Jean Baptiste de Champaigne (Brussel, gedoopt op 10 december 1631 – Parijs, 27 oktober 1681) was een Zuid-Nederlandse kunstschilder van portretten en historiestukken.
Hij was de zoon van Evrard de Champaigne, een schepen in Brussel, en werd opgeleid door zijn oom, de beroemde schilder Philippe de Champaigne. In 1670 trouwde hij met Geneviève Jean, maar zij overleed kort na hun huwelijk, waarna Jean Baptiste ongehuwd bleef.

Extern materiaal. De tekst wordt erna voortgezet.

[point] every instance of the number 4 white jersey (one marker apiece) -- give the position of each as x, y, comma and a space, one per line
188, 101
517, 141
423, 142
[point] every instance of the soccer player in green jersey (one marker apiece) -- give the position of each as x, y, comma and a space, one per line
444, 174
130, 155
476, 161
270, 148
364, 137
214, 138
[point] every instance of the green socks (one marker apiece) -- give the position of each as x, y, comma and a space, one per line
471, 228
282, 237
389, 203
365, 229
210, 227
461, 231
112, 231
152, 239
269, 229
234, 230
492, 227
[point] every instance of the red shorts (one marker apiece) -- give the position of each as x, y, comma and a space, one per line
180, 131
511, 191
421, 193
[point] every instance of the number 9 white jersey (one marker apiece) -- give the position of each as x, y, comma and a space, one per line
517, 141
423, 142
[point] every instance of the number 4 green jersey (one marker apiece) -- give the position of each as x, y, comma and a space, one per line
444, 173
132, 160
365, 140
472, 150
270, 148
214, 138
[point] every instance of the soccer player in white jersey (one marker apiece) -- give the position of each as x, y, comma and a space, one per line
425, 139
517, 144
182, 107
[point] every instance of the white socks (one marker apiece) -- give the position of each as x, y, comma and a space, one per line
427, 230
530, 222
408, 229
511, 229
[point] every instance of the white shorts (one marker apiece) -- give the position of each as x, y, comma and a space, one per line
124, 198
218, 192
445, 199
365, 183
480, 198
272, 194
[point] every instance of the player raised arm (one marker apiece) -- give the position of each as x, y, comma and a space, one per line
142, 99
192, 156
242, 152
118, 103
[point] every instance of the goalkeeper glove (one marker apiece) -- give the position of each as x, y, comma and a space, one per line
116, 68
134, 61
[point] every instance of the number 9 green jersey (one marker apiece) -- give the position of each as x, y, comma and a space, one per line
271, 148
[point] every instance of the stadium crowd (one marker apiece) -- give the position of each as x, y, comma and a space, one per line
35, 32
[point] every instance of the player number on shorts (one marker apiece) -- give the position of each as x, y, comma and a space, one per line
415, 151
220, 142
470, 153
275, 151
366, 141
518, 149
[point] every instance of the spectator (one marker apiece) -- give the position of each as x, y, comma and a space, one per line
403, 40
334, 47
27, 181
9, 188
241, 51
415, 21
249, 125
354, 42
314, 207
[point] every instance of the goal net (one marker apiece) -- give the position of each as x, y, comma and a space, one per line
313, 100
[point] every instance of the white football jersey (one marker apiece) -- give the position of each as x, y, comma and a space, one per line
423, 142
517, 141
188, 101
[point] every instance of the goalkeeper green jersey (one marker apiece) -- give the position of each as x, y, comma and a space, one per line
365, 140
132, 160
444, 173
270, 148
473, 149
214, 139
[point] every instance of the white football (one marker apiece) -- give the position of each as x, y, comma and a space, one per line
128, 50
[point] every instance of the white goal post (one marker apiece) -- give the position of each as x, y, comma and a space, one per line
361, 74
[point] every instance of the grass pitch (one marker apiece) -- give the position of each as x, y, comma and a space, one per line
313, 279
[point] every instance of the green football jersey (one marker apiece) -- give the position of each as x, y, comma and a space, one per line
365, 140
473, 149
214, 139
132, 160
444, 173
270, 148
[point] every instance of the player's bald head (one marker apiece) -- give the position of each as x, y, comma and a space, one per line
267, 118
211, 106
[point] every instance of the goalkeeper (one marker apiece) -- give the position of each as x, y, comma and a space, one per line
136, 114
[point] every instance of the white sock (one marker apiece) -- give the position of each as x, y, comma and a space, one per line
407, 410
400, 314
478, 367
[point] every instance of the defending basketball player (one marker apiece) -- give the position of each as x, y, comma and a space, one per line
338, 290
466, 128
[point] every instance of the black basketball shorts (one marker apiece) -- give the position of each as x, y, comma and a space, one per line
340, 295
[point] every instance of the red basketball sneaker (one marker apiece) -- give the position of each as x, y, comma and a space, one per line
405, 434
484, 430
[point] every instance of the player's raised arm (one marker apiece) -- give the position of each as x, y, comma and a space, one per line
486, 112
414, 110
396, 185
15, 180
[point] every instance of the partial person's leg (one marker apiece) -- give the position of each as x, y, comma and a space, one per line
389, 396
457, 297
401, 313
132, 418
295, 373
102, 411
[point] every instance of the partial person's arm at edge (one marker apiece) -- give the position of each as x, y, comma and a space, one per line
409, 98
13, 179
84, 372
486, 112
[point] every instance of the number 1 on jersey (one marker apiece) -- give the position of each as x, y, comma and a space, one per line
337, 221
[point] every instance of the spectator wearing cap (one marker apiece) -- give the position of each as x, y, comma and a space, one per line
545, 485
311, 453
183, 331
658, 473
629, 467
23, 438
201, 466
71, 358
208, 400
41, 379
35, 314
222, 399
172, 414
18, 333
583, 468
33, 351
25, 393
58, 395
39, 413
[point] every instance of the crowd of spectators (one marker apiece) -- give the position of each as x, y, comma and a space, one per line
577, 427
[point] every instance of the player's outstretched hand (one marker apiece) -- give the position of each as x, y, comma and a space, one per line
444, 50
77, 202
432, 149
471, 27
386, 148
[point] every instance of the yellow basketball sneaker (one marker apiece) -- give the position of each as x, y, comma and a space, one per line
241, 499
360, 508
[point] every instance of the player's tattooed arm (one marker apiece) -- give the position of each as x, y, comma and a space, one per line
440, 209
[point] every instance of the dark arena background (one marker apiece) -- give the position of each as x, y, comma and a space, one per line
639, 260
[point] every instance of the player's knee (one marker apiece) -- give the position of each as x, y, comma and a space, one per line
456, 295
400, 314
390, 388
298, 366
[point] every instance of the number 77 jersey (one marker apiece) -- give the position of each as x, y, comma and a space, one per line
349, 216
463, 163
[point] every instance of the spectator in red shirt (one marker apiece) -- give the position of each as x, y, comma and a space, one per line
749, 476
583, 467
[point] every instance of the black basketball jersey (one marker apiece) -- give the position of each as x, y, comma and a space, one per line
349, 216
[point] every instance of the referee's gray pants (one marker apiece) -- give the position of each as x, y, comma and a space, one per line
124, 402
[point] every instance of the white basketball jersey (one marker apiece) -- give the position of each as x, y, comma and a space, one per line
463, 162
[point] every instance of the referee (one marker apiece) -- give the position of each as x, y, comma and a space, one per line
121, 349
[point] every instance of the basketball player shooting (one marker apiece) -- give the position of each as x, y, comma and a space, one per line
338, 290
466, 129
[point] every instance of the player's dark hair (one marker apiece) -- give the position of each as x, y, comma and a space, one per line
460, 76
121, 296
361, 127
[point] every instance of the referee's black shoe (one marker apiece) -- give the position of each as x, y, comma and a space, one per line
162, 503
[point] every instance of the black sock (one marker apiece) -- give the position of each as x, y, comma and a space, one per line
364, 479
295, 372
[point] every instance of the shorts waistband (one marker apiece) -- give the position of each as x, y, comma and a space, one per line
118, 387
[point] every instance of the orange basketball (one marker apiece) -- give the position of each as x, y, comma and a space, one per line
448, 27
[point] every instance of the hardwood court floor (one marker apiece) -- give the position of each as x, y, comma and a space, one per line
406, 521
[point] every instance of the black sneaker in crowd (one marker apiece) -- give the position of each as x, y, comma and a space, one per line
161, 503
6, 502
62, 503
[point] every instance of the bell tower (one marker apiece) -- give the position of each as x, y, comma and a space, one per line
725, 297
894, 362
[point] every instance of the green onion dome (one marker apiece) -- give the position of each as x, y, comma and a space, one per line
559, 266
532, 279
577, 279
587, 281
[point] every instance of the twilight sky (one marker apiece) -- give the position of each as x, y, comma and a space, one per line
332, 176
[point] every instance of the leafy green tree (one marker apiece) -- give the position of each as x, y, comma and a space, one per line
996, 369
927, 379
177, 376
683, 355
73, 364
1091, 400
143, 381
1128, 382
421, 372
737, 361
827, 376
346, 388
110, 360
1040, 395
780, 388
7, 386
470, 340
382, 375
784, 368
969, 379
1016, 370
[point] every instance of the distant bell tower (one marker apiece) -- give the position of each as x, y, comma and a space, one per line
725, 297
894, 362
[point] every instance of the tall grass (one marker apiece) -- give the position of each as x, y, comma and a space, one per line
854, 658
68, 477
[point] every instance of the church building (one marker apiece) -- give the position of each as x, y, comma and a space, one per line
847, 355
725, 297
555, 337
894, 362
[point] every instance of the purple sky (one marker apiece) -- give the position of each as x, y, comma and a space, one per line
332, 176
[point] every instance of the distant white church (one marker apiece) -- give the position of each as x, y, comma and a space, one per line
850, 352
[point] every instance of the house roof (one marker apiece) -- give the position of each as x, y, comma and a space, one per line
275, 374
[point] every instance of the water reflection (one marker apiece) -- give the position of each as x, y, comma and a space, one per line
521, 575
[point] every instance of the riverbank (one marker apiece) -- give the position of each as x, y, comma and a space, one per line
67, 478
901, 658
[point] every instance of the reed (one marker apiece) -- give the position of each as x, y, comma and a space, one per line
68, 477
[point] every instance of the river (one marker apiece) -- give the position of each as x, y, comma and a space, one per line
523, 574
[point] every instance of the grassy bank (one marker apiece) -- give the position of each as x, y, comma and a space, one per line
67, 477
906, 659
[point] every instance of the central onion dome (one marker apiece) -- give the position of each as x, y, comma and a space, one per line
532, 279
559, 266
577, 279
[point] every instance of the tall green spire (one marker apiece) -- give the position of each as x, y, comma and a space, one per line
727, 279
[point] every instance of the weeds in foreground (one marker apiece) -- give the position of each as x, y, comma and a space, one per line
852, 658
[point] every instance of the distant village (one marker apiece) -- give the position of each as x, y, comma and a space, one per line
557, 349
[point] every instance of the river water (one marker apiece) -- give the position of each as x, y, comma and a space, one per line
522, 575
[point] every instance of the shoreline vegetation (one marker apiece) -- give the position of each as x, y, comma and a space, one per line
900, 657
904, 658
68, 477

Vanaf 1643 was hij actief in Parijs, waar hij zich onder begeleiding van zijn oom de schildertechniek eigen maakte. In 1658 ondernam hij een reis naar Italië, waar hij in Rome de werken van meesters als Rafaël en Titiaan bestudeerde. Vermoedelijk bezocht hij ook Venetië tijdens deze reis. Na zijn terugkeer in 1660 vestigde hij zich kort in Brussel en vervolgens van 1662 tot 1670 weer in Parijs. In 1663 werd hij lid van de prestigieuze Académie royale de peinture et de sculpture. In 1666 werkte hij samen met zijn oom aan de decoratie van de appartementen van de dauphin in het Palais des Tuileries. In 1670 bezocht hij Brussel opnieuw, waar hij lid werd van de Brusselse Sint-Lucasgilde. Na een kort verblijf keerde hij terug naar Parijs, waar hij tot zijn dood bleef. In 1671 werd hij daar benoemd tot docent aan de Académie.
Zijn stijl vertoont invloeden van de werken van Rafaël en Titiaan. Hij was bevriend met Nicolas de Plattemontagne.